Myanmar State Counsellor and Foreign Minister Aung San Suu Kyi delivers a lecture entitled "Myanmar, ASEAN and the World: The Way Forward" at the Thai Ministry of Foreign Affairs in Bangkok, Thailand, June 24, 2016. (Xinhua file photo/Li Mangmang)
by Xinhua writer Liu Chang
BEIJING, Aug. 17 (Xinhua) -- Myanmar's first State Counselor Aung San Suu Kyi, who starts an official visit to China on Wednesday, is welcome to play a greater role in boosting her country's strategic partnership with China.
Suu Kyi's visit comes roughly one week after Myanmar President U Htin Kyaw decided to form a new commission for reviewing all proposed hydropower projects on the Irrawaddy River, including the Myitsone Dam, which is jointly funded by China and Myanmar but was suspended by the former Myanmar government in 2011.
Although the move does not necessarily lead to a final resumption of the project, it is a positive signal that the new leadership in Naypyidaw is handling its relationship with Beijing in a prudent and pragmatic manner.
For the record, the Myitsone Dam is a key bilateral commercial project, while the Chinese backer of the project has already paid 60 percent of the investment. Once the project is completed and put into operation, Myanmar can make the most of the Irrawaddy River's hydropower resources, and export electricity in return for handsome economic benefits, a win-win deal.
Despite the lingering misunderstanding and criticism about the project inside Myanmar, it is hoped that the two neighbors can work together to manage their differences and find an appropriate solution.
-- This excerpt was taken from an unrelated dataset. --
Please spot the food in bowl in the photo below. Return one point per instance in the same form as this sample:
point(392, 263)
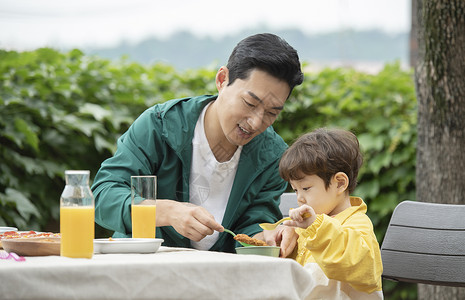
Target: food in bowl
point(259, 250)
point(249, 240)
In fact, projects like the Myitsone Dam are what the Southeastern Asian nation needs to boost its own economic growth, and improve the livelihood of its people, one of the current Myanmar government's top priorities.
China is Myanmar's top trading partner, and a key source of investment. Presently, China is promoting the Belt and Road Initiative. By embracing the initiative, Myanmar can enjoy huge opportunities to upgrade its industrial system and improve its infrastructure, which would pave the way for the country's future economic take-off.
The Belt and Road Initiative, which comprises the Silk Road Economic Belt and the 21st Century Maritime Silk Road, was proposed by Chinese President Xi Jinping in 2013, with the aim of building a trade and infrastructure network connecting Asia with Europe and Africa along the ancient Silk Road routes.
For Suu Kyi and the Myanmar government, seeking national reconciliation and restoring peace and stability in the country is another paramount challenge.
Recently, Naypyidaw has put forward a 12-point national economic policy paper in a bid to boost national reconciliation by reviving the country's economy. And China is a natural partner that can help translate the bold plan into reality.
Meanwhile, China has made it very clear that it supports the peace process in Myanmar, and hopes that all armed ethic groups in the country can participate in the 21st Century Panglong Peace Conference to be held in Myanmar's capital at the end of this month.
After all, a politically stable and economically prosperous Myanmar is in China's best interests.
Given the fact that a strong China-Myanmar partnership is important for both sides, it is welcome that Suu Kyi, a key figure in the Myanmar government and the leader of the ruling party, plays a greater role in helping secure a healthy Myanmar-China relationship.